Advocates for homeless forced to leave Wood Street encampment erect tents at Oakland City Hall
OAKLAND -- Protesters pitched tents outside Oakland City Hall Tuesday morning in solidarity with residents recently forced out of the Wood Street homeless encampment.
The activists are demanding an end to the red tape that is keeping unhoused people on the run throughout the city.
The Wood Street encampment was home to more than 300 unhoused people, with some living there for up to eight years. It caused its share of problems, including a couple of serious fires. Last month, the city moved in and started clearing out the property owned by Caltrans.
That scattered the members of the tight-knit community across Oakland and the rest of the Bay Area.

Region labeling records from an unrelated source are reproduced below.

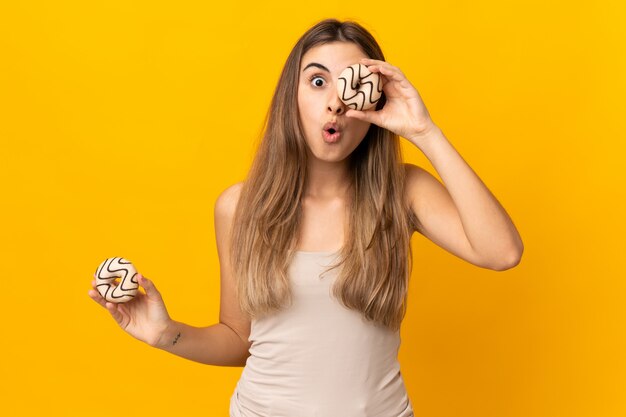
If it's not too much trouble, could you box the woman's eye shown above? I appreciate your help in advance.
[311,75,325,87]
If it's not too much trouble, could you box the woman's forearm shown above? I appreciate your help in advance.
[409,126,524,265]
[154,320,249,366]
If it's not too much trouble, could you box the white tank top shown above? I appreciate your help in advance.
[230,251,413,417]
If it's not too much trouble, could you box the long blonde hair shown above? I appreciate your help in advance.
[230,19,416,330]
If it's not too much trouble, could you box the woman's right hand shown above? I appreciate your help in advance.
[89,274,172,347]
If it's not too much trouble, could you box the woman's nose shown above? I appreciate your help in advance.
[328,93,346,114]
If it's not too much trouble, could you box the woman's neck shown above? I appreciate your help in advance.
[304,160,351,199]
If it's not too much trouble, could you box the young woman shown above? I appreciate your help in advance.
[89,20,523,417]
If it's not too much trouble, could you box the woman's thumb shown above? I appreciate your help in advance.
[138,274,160,298]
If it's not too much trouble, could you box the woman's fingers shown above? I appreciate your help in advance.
[138,274,161,301]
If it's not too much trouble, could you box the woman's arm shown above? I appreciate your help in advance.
[407,126,524,271]
[346,59,524,270]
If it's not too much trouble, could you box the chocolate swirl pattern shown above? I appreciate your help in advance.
[337,64,383,110]
[96,258,139,303]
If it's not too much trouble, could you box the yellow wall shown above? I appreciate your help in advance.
[0,0,626,417]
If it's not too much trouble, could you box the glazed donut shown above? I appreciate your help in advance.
[337,64,383,110]
[96,258,139,303]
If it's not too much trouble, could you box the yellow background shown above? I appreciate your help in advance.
[0,0,626,417]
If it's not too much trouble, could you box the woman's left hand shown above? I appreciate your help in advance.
[346,58,435,142]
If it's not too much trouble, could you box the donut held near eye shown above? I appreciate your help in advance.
[337,64,383,110]
[96,257,139,303]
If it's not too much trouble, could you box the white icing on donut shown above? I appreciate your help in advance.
[337,64,383,110]
[96,258,139,303]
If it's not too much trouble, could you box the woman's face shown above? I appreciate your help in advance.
[298,42,370,162]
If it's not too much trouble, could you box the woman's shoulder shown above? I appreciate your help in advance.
[215,181,244,217]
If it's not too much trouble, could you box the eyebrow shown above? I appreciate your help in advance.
[302,62,330,73]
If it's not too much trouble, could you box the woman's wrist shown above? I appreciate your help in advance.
[152,319,182,351]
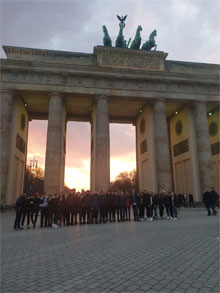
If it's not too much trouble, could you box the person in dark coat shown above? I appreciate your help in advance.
[30,194,42,228]
[165,192,173,220]
[21,193,31,228]
[14,194,24,230]
[138,192,145,221]
[91,191,100,224]
[153,193,159,219]
[203,188,217,216]
[120,191,126,221]
[145,193,153,221]
[131,189,140,221]
[171,192,179,220]
[125,191,131,221]
[188,193,196,208]
[158,191,165,219]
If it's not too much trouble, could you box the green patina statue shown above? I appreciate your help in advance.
[115,24,126,48]
[130,25,142,49]
[102,25,112,47]
[141,30,157,51]
[102,15,157,51]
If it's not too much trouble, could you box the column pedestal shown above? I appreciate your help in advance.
[90,96,110,191]
[0,90,14,206]
[194,102,215,193]
[44,93,66,194]
[153,100,172,191]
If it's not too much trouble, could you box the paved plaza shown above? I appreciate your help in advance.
[1,209,219,293]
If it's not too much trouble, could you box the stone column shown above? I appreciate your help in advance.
[0,90,14,206]
[153,99,172,190]
[91,96,110,191]
[44,93,66,194]
[193,102,215,193]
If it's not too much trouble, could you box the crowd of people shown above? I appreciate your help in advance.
[14,189,216,230]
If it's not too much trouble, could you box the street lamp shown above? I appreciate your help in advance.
[30,157,38,170]
[30,157,38,192]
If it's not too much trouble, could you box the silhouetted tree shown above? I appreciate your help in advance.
[110,169,138,190]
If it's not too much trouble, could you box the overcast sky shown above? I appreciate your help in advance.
[1,0,220,187]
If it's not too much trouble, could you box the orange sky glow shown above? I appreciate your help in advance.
[27,120,136,190]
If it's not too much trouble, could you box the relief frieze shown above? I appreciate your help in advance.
[1,69,219,95]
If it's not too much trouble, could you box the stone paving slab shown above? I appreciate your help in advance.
[1,209,219,293]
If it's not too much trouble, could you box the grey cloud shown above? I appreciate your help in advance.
[1,0,220,63]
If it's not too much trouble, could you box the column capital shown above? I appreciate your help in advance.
[192,100,207,107]
[47,92,64,99]
[0,89,16,97]
[94,95,110,102]
[151,96,168,104]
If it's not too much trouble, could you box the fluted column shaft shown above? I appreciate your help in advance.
[44,93,66,194]
[153,100,172,190]
[91,96,110,191]
[194,102,215,193]
[0,90,14,205]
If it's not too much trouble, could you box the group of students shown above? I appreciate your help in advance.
[14,189,216,230]
[14,189,188,230]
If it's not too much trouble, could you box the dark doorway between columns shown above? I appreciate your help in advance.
[110,123,136,187]
[65,121,91,191]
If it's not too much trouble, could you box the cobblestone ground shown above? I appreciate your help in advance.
[1,209,219,293]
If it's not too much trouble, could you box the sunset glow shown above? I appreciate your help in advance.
[27,120,136,190]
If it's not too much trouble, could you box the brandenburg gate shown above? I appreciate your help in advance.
[1,46,220,205]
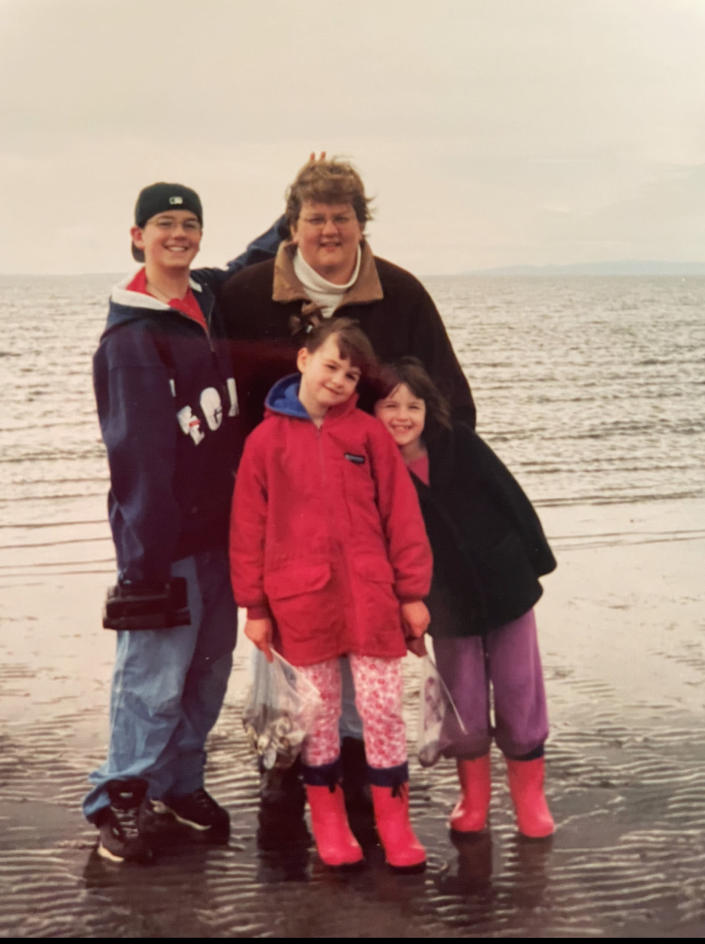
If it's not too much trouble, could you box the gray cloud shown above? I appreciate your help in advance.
[0,0,705,273]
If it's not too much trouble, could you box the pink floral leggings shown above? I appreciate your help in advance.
[297,654,406,768]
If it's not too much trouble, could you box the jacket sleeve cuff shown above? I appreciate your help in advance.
[247,603,272,619]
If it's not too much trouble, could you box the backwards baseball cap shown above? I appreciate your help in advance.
[135,181,203,229]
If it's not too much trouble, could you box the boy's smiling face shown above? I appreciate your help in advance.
[131,210,203,270]
[296,334,361,420]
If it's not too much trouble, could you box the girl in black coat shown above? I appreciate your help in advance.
[375,357,556,838]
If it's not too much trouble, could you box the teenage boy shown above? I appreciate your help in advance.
[83,183,280,861]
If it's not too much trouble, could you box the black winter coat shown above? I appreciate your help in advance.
[412,423,556,636]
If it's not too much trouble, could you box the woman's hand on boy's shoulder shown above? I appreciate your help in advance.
[245,616,274,662]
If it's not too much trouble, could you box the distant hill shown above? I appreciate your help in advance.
[465,260,705,276]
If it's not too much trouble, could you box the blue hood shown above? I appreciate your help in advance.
[264,374,310,420]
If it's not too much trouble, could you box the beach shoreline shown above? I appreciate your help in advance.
[0,500,705,937]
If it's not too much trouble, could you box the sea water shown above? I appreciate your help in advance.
[0,275,705,937]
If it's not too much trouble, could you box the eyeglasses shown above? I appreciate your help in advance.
[301,213,357,229]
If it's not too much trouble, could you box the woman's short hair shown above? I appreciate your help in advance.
[285,157,372,229]
[302,317,377,376]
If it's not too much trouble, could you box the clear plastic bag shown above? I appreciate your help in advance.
[416,653,467,767]
[242,649,321,770]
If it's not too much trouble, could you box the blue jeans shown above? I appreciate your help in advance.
[83,550,237,821]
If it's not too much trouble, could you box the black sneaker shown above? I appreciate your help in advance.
[96,779,154,862]
[160,787,230,843]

"You come in and dismantle a community that's come so far and is sort of self-sufficient, and then you want to dismantle that and scatter everyone around the Bay Area. What does that do? That doesn't help anyone," said John Janosko, one of the leaders of the unhoused residents still living along Wood Street.
Tuesday morning, supporters of the cleared community set up a makeshift camp in the plaza outside Oakland City Hall. They said they wanted to put pressure on city leaders to come up with a more stable solution.
"The situation is beyond desperate in the streets of Oakland. The 300+ people that lived in just the Wood Street encampment have now been dispersed and displaced all throughout West Oakland and beyond," said supporter Xochitl Bernadette Moreno. "We need to actually allocate land so that people can have a place to go, a place to call their own."
The advocates think they know of a property that would work. Known as the North Gateway Parcel, it is 22 acres of land along West Grand Avenue next to the water treatment plant.
The proposal is to devote eight acres to an established camp with garbage pickup, sanitation facilities and a place for supportive services to operate. But the protesters are frustrated by the bureaucratic roadblocks they're getting from Oakland city officials.
"It seems like every time we have this conversation, it's pushed off to another agenda. And we get tired sometimes asking the same thing over and over and over," said Janosko. "You can see the need of it. All you have to do is walk to work, drive to work. You see homeless people scattered all over the place."
The homeless advocates said the city has put off solutions for a long time and they're appealing to new members of the Oakland City Council to take the lead before they are left to deal with an even bigger problem.
"Homelessness is set to rise in Oakland by nearly 40 percent in the coming years," warned Moreno. "And so, the people that are coming into office in this next term are going to have even more of a challenge on their hands."